Mr Dyke feels strongly that decisions at the BBC have to be taken at the programme-making level. This should mean returning more power to the programme-makers. Sir John Birt always promised he would do this, but instead he put in place a large bureaucracy.
A direct consequence of Mr Dyke's likely reforms will be to strip out the large corporate centre and policy department. These middle managers were brought in by Sir John on the advice of the management consultants McKinsey and they eat up pounds 60m a year of licence-payers' money.
Morale will be boosted if programme-makers get more power after years of cost-cutting and casualisation.
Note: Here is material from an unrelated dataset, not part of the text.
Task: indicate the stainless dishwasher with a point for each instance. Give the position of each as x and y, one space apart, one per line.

However, much of what Sir John has done has been necessary, and Mr Dyke will not turn Broadcasting House back into a senior common room where programme-makers do not need to care about what audiences want.
The kinds of programmes made by the BBC are unlikely to change radically. Mr Dyke has told the governors he will continue the BBC's traditional balancing act. The corporation needs to uphold its public service remit while trying to reach as much of the audience as possible with some populist output.
One of those likely to do well under Mr Dyke is the director of television, Alan Yentob. The two men have met in recent weeks to discuss how they might run the corporation together as a "dream team".
"Greg is a great boss and a strategist while Alan has the creative skills and inside knowledge of how the BBC works," said a BBC executive. Mr Yentob was a finalist in the race to be DG but, say insiders, was considered to be too disorganised to take on the top job.
Much also hangs on how well Mr Dyke will work with his former closest rival for the DG job - the television news boss Tony Hall. Mr Dyke, like Mr Hall, is a news man and will take a close interest in how the news empire is run.
Other BBC bosses, though, will be less sure of their future. Insiders say a breed of "Young Turks", who have done well under Sir John, will have to prove themselves again.
They point to Matthew Bannister, head of BBC Production, who has risen to one of the top jobs in television despite his broadcasting experience being almost exclusively in radio.
Mark Byford, the new head of the World Service, has also shot up through the ranks, spurred on by unfettered enthusiasm for Birtist reforms.
Former colleagues of Mr Dyke say he is likely to respect people like himself who have grassroots journalistic and programme experience. That approach could benefit the third "Young Turk", Mark Thompson, who has risen fast to become boss of the BBC regions.